Once I finished high school, I hadn't been able to get the hell out fast enough.
Dallas Drake had helped me. He'd written one of my recommendation letters. He'd given me an internship at his company, GeneVerse Biotech. He had kept in touch with me at Vanderbilt, and when he'd seen me speak at a conference, he'd told me that there would be a job waiting for me at GeneVerse.

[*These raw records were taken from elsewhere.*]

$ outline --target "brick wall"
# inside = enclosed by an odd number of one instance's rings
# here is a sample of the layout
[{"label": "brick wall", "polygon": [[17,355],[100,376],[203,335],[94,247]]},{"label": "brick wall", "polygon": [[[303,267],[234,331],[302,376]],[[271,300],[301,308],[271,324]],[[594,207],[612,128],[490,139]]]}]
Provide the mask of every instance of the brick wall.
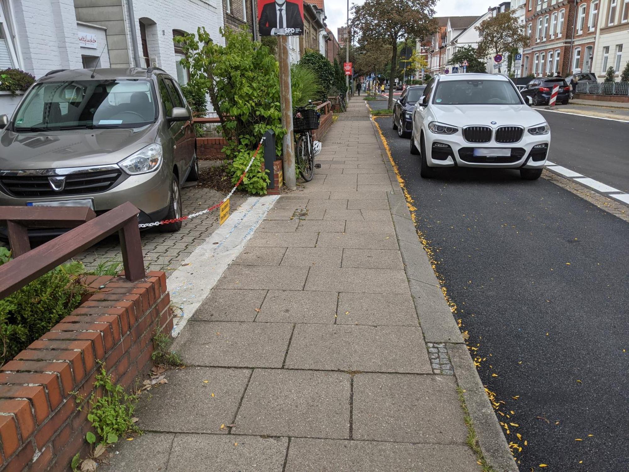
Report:
[{"label": "brick wall", "polygon": [[144,280],[91,277],[94,293],[0,368],[0,471],[67,471],[87,455],[88,398],[98,361],[125,388],[150,365],[156,332],[172,329],[163,272]]}]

He'd even come for my PhD defense—and that was when he'd given me the watch. I'd been so proud of it. It was the first present I had ever received—no one had ever given me anything for nothing. Sure, the Drakes handed out random stocking stuffers during Christmas, usually a box of chocolates that Aunt Fern didn't let me eat because I was already fat. You try being thin when you were subsisting on barely any money, and your only recourse from hunger was KFC! Those chicken nuggets had gotten me through so much, yet if I never ate them again, it would be too soon.
Remi reducing that one gift to a payment for sexual services was horrifying. I felt small and beaten, and so I sat, hugging my knees, hoping for the storm to pass so I could stand up on steady legs and fight to survive again.